Opinion

The Moroccan Governmental Training Program, 10000 Cadres Pedagogique by 2016: A Nightmare Against Its Applicants


Abderafii Ait Bourchim is a BA holder in English linguistics and literature at Ibn Zohr university in 2013. LP holder at ENS Rabat in 2014. Found of reading about fiction, poetry, and theater. Writes attempts in poetry and prose.





Tinghir, Morocco

The recently launched Moroccan governmental Training Program, which aims at qualifying 10000 Cadres Pedagogique by the year 2016, has caused severe debates and a traumatizing situation that consequently pushed its applicants into an enigmatic ocean of doubts and frustration. Ironically speaking, the candidates of that training program resemble fish out of water that have recently been hooked and left on the shore awaiting a bear to take it back to the water. The candidates who hold higher degrees, namely BAs, MAs, and PHDs in various branches have been manifesting for their legitimate rights, the scholarships, and the feasible future chances they will gain by the end of the one-year training. Teacher trainees decided to lead a largely immense strike against Benkiran’s program, calling for their basic right to be given the scholarships by which they can survive for the entire year of their training.  

What an enigmatic and a traumatizing situation for teacher trainees, the agents of change, is that? Does Morocco really desire to qualify teachers of the future? I may be right if I say NO! 

Teacher trainees of all departments–English, French, Mathematics, Physics, Geography, Earth and Natural Sciences, Philosophy, Islamic Studies—all together boycotted their courses, for they’re in an urgent need of some financial aids that will at least help them cope with the tragic, devastating and catastrophic situation in which they are living in Rabat, the capital city of Morocco.

The Moroccan government has promised the applicants that a 1000 DH as a monthly salary will be offered to every teacher trainee. However, the government as usual burns the promise and tends to tiptoe upon it. Students with highly and talented intellectual abilities have come from different parts of Morocco–East, West, North, South, so that they can join the teaching training program at Rabat after they had successfully passed both the written as well as the oral exam phases. However, four months have almost passed now, and the trainees are still waiting for their scholarships, or what the Ministry of Education prefers to call ‘Charity’. Thanks for the humble name anyways! Neither the former nor the latter has been launched yet indeed. Consequently, some of the candidates of the program left the training completely for the very simple reason that their cluttered financial situation does not help them pay the cost of the rent. As a result, they eventually rejected their dossiers and definitely quit the program. I do sympathize with them and wish them the best of luck in their future upcoming opportunities. Thus, is this the appropriate way the Ministry of Higher Education treats its most highly intellectual, ambitious, and elite teacher trainees?  
  
During those cluttered conditions in which students have been manifesting for their basic rights, the Ministry of Education took the chance and launched an official announcement in which ambiguous and misleading lines combat each other, and through which various contrasting thoughts can be derived. Better phrased, the administration of the ENS has received a primarily official announcement from the Ministry of Education. The latter has deeply shaken the teacher trainees’ doubts about the brighter future about which they have always been dreaming. For example, the teacher trainees were told that they will be directed to teach in the private sector with no other blatant clarifications about their monthly salary, the part time job they will be given, their social insurance, etc. 

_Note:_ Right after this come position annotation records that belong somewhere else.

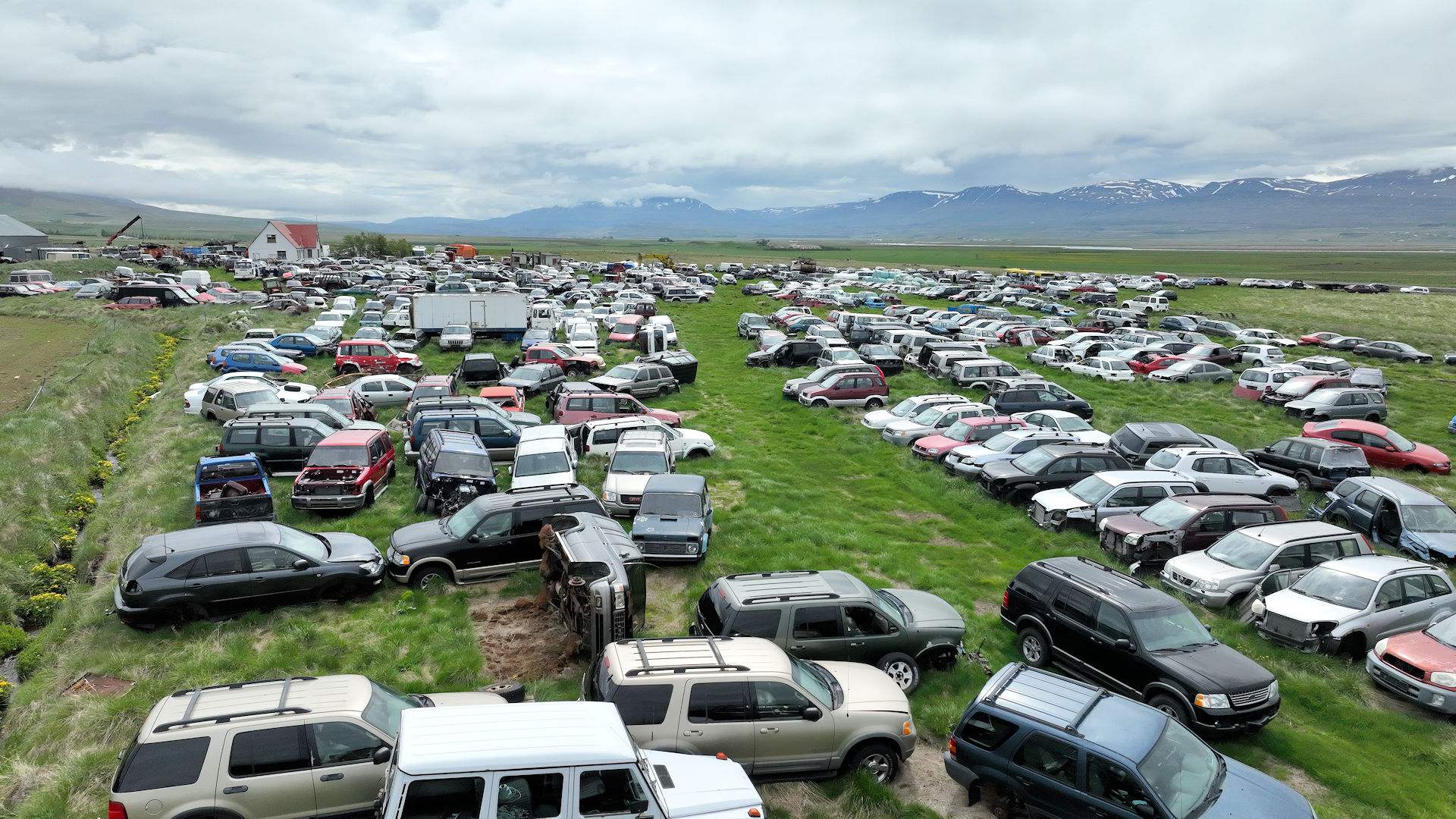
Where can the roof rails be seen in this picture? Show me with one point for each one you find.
(711, 642)
(196, 692)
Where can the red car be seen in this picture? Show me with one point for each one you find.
(965, 430)
(134, 303)
(1382, 447)
(347, 469)
(1153, 365)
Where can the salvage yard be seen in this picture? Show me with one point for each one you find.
(794, 488)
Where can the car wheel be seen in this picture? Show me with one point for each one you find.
(878, 760)
(431, 577)
(1034, 648)
(510, 691)
(1172, 707)
(903, 670)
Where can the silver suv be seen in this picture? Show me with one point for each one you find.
(748, 698)
(294, 746)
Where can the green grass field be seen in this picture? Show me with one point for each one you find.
(794, 488)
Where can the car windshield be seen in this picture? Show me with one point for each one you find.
(672, 504)
(384, 706)
(340, 457)
(1034, 461)
(303, 542)
(638, 463)
(1169, 513)
(1181, 771)
(1332, 586)
(1091, 490)
(465, 464)
(1433, 518)
(541, 464)
(1398, 441)
(1241, 551)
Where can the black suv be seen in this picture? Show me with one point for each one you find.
(1316, 464)
(232, 567)
(833, 615)
(1060, 748)
(494, 535)
(1052, 466)
(1128, 637)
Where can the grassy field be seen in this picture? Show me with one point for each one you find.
(794, 488)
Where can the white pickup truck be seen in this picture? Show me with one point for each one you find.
(563, 760)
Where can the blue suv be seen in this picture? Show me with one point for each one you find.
(1062, 748)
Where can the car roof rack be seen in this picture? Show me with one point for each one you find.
(721, 665)
(197, 692)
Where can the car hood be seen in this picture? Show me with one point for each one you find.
(702, 784)
(868, 689)
(928, 610)
(346, 547)
(1247, 793)
(1302, 608)
(1216, 670)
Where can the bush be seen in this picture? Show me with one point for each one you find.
(12, 640)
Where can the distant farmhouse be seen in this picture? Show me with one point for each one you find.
(286, 242)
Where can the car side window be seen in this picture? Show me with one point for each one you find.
(817, 623)
(1049, 757)
(1078, 607)
(778, 701)
(1114, 783)
(718, 703)
(268, 751)
(341, 744)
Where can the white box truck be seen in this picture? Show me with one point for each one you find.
(503, 315)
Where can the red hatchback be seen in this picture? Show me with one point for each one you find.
(1382, 447)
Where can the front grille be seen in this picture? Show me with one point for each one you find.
(1250, 698)
(1404, 667)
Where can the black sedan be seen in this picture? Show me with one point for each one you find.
(1397, 350)
(235, 567)
(881, 356)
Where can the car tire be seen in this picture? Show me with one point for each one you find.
(510, 691)
(880, 760)
(1034, 648)
(430, 577)
(1172, 707)
(903, 670)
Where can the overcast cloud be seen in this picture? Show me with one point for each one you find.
(382, 110)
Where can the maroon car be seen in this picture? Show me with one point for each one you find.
(1183, 523)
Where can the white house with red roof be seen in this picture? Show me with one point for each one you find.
(286, 242)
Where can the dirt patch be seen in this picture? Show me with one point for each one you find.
(522, 642)
(727, 494)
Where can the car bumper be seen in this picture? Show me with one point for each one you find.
(1405, 687)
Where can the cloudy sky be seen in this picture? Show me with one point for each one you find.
(381, 110)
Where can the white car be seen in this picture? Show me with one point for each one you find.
(1260, 335)
(1103, 368)
(1218, 471)
(289, 392)
(1258, 354)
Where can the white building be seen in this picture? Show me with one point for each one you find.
(286, 242)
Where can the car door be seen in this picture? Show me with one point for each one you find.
(720, 720)
(268, 773)
(346, 777)
(783, 738)
(817, 632)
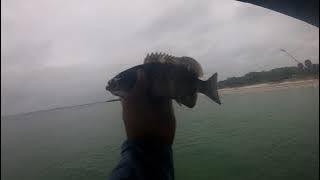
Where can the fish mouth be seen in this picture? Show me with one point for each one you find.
(108, 88)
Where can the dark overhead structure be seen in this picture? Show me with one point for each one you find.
(305, 10)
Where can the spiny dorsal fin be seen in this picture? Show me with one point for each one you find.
(187, 62)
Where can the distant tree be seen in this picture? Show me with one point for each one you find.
(274, 75)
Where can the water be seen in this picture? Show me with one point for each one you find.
(256, 135)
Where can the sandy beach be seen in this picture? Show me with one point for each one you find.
(271, 86)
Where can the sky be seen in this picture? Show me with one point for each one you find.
(61, 53)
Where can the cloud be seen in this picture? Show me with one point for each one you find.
(59, 53)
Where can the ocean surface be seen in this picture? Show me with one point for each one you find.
(265, 135)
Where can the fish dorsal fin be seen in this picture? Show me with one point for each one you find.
(189, 101)
(191, 64)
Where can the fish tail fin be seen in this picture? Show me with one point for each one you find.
(210, 88)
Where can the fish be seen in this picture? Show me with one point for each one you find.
(167, 76)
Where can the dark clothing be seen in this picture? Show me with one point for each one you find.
(142, 159)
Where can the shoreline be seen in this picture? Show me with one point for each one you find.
(271, 86)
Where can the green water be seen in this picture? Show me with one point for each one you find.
(257, 135)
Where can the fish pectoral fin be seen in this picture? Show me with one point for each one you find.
(189, 101)
(178, 102)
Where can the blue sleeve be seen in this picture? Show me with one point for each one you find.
(142, 159)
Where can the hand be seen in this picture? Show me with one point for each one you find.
(146, 117)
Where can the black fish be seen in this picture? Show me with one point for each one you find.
(167, 76)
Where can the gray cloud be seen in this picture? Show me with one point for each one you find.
(58, 53)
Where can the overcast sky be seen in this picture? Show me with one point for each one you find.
(58, 53)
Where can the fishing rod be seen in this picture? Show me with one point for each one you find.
(65, 107)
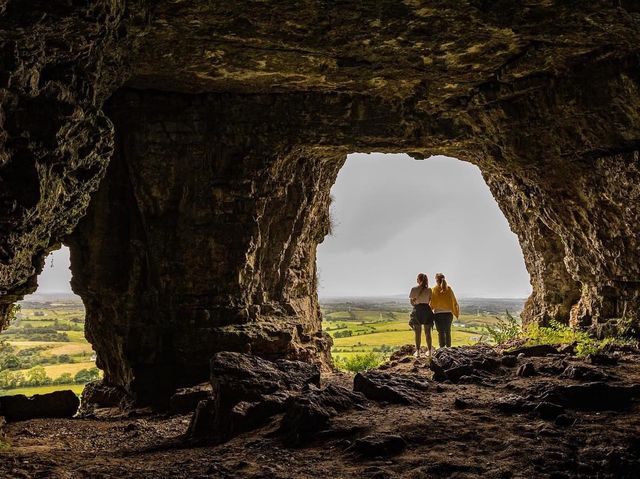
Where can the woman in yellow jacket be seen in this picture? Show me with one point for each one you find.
(445, 306)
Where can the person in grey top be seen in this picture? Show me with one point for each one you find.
(420, 297)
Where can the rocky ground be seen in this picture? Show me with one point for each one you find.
(474, 412)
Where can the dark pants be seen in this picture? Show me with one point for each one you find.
(443, 324)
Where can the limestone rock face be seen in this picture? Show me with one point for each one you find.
(58, 63)
(230, 128)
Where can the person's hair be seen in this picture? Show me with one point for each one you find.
(443, 283)
(423, 279)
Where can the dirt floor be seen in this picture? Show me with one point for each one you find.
(456, 432)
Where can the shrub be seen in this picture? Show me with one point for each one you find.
(555, 333)
(360, 362)
(64, 378)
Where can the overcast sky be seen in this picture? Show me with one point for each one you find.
(395, 217)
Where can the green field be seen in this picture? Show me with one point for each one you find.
(30, 391)
(44, 349)
(366, 326)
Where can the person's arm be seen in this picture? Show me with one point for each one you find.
(456, 307)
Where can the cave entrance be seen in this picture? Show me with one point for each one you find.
(44, 349)
(393, 217)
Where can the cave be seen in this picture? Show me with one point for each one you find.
(185, 152)
(190, 174)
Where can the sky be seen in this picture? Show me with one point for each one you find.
(393, 218)
(56, 275)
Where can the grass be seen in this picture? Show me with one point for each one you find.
(77, 348)
(70, 348)
(30, 391)
(387, 330)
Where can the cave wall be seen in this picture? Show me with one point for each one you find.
(58, 62)
(201, 238)
(231, 122)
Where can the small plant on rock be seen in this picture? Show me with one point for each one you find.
(507, 329)
(360, 362)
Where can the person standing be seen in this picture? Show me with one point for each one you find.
(420, 296)
(445, 307)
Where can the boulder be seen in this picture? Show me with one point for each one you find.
(394, 388)
(514, 404)
(55, 404)
(526, 370)
(603, 359)
(509, 361)
(379, 445)
(595, 396)
(187, 399)
(584, 373)
(246, 392)
(565, 420)
(311, 412)
(472, 361)
(98, 394)
(549, 411)
(532, 351)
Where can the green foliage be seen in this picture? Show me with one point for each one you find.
(64, 378)
(86, 375)
(13, 312)
(504, 330)
(343, 334)
(555, 333)
(37, 376)
(360, 362)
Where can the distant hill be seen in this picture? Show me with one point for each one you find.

Consequently, all the teacher trainees of all branches once again went on another strike: the strike that will certainly determine who they are, the boat they are leading, and what they are hoping to achieve.

Actually, there seems to be no point in launching a project in order to highly qualify ambitious and intellectual elite people without necessarily providing them with the indispensable equipment, scholarships and clear maps for their destinations.

Hence, the question still remains: When will the Moroccan government take care of its intellectual elite?